Click on the arrow to view/from you tube



There has been such high interest in the James Rosenquist article that I wrote earlier I thought I would add some additional information for those of you who are interested in the artist and the man. This is a you tube clip about the F 111 fighter plane that he painted.  I enjoyed listening to it myself...thought I had seen the painting before I had never listened to a thorough explanation of its meaning. It is quite interesting.  I love researching these articles I learn so much along the way to share with you.  It is an exceedingly large paining made up of many canvases,  84 feet long.  Only certain museums can show the piece because it is so large.  Here is an except from the MOMA article on its showing. 


 "James Rosenquist began to paint the 86-foot-long F-111 in 1964, in the middle of one of this country’s most turbulent decades. Inspired by advertising billboards and by earlier mural-scaled paintings, such as Claude Monet’s Water Lilies, he designed its 23 panels to wrap around the four walls of the Leo Castelli Gallery at 4 East 77th Street in Manhattan, where it would be displayed the following year. Rosenquist took as his subject the F-111 fighter bomber plane, the newest, most technologically advanced weapon in development at the time, and positioned it, as he later explained, “flying through the flak of consumer society to question the collusion between the Vietnam death machine, consumerism, the media, and advertising.” Its jumps of scale, collage-like juxtaposition of fragments of imagery, and gloriously vivid palette exemplify the style that defines Rosenquist’s singular contribution to Pop art in the United States"

Monday, February 27, 2012

The Many Faces of Van Gogh

Vincent Van Gogh  


This is another you tube morphing that I ran across today that I thought you all might enjoy.  All of his self portraits morphed into a continual sequence.  
It is interesting, as long as I taught young children art, Vincent remained an all time favorite.  I am not sure all of the things that appealed to the children...the bright colors, the movement and bold brush work I know were some of the things that drew them, but I think it was much more than that.  I think they sensed a vulnerableness and a needing that he could not fulfill.  Children want to reach out and heal things, they have an innate compassion.  Adults may change them or the world...but we would hope not.  

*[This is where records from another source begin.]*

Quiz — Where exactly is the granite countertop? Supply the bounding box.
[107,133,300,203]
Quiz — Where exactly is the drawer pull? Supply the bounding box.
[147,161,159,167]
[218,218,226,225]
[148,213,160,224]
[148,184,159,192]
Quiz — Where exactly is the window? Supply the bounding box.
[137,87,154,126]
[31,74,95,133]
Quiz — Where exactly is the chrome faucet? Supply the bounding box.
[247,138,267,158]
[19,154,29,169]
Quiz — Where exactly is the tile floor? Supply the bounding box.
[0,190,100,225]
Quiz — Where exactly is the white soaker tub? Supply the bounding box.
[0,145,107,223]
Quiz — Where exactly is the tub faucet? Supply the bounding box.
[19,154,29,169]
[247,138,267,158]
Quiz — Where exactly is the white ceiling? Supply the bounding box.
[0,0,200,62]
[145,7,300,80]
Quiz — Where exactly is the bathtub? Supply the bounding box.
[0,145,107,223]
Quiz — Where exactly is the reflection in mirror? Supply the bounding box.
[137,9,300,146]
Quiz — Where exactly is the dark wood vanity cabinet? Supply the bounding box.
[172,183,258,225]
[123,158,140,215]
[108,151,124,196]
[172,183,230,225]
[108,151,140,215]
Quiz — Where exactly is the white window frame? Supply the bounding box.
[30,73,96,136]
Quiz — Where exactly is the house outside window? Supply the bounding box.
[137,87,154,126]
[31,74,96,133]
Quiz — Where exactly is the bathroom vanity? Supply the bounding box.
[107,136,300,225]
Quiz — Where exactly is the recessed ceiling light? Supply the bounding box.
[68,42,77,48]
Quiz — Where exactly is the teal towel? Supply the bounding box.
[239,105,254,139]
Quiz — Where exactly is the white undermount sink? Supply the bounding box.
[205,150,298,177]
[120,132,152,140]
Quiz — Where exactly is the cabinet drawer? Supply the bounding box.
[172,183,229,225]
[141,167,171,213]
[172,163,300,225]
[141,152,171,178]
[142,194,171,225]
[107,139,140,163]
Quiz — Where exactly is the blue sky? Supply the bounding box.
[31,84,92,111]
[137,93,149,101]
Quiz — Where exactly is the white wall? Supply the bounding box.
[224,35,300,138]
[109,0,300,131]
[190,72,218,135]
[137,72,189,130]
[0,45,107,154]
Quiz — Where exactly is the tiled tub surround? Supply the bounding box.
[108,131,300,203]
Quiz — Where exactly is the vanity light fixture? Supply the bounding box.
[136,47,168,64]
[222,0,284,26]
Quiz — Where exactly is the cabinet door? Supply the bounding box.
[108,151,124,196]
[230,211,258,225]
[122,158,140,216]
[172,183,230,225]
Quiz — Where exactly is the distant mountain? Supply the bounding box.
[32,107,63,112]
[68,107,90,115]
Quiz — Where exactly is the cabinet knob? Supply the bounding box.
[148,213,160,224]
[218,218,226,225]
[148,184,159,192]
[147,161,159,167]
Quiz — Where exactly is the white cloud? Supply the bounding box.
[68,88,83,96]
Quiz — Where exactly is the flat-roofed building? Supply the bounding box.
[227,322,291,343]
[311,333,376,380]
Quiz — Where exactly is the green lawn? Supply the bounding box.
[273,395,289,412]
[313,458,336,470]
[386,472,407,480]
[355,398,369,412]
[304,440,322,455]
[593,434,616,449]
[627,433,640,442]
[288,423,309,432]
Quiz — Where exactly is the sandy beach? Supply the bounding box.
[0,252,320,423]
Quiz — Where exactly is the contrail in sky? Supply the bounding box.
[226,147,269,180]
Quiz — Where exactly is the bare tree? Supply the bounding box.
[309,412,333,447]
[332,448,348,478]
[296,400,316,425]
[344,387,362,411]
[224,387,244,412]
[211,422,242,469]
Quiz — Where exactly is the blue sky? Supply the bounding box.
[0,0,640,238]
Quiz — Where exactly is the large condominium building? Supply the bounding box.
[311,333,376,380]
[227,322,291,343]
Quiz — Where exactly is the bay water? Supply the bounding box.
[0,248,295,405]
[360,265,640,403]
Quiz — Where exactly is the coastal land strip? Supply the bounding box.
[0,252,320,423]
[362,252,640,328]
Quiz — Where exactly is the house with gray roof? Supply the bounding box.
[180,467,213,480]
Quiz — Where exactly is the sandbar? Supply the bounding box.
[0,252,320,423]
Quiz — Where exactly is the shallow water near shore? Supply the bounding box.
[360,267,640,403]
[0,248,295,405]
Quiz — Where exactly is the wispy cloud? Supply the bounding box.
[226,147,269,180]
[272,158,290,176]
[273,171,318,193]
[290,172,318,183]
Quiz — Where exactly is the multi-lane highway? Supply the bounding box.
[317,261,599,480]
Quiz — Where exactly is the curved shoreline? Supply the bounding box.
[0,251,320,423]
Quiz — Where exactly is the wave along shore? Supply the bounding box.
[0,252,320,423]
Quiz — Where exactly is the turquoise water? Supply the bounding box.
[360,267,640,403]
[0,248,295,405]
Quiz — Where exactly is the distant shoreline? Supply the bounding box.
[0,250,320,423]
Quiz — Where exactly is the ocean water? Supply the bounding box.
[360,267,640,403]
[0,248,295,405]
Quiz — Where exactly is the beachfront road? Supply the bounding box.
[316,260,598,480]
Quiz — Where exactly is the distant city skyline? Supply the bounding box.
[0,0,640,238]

Click on the arrow on Van Gogh's face and the video will start. Enjoy.

500 Years of Women in the Arts

Lets Celebrate Women in the Arts!!!!



While we are in the midst of a time that women's rights are being threatened I thought it best to take out time to honor women in the arts.  This is an interesting site on you tube several art videos that morph the subject matter.  If click on the arrow on her face it will start the video of 500 years of women in art.
I think it is time to honor some women artists on the site also, for their fight to be noticed in a male dominated art world has been a long and difficult one.  Museums and galleries often differ to male artist believing that might sell better or have more prestige.  Attitudes have been changing, but not nearly enough.  Many women have led the way....and groups like the gorilla girls that have called attention to the inequities, but there is much more to do.  So on this site we will highlight women artist in history and present day on a regular basis.  

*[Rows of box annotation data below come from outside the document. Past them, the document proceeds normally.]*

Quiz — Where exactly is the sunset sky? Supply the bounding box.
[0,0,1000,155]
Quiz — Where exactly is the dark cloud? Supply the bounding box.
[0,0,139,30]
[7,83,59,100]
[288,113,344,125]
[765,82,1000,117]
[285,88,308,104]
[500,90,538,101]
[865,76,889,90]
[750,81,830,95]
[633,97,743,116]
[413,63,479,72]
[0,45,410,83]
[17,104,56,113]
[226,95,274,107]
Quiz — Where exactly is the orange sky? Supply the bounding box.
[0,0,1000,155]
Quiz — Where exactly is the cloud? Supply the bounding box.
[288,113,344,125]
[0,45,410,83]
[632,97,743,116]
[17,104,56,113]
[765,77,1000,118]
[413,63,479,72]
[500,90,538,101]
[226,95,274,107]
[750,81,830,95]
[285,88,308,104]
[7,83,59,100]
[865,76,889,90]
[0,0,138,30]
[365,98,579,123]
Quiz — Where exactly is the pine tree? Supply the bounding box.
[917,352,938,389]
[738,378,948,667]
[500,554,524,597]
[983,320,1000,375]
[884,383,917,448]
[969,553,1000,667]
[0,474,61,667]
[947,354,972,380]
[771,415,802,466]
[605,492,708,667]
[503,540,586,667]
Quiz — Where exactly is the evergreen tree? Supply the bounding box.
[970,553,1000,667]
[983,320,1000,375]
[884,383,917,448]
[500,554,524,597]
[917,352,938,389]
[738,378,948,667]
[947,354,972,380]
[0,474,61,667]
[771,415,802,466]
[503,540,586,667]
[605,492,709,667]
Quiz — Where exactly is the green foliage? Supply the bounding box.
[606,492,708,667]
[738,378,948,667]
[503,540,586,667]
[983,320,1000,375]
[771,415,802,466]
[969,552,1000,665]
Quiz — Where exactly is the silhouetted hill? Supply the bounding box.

Quotes on Art by James Rosenquist


I was probably born with the ability to draw, but that does not make you an artist.

+ People say I use my billboard technique to make art. Baloney! I used my art technique to paint billboards.

+ It's all autobiographical, everything is, all of it.

+ If you are close to it, a big painting is just a feeling around you, that's all.

+ Whenever I got a new studio I made the largest possible painting, and since the ceiling was low, the painting became horizontal. As I changed studios and got larger spaces, I made bigger paintings.

+ It all has meaning to me. As I explain my paintings, I hope that they get away from me, that the idea takes off and has a life of its own.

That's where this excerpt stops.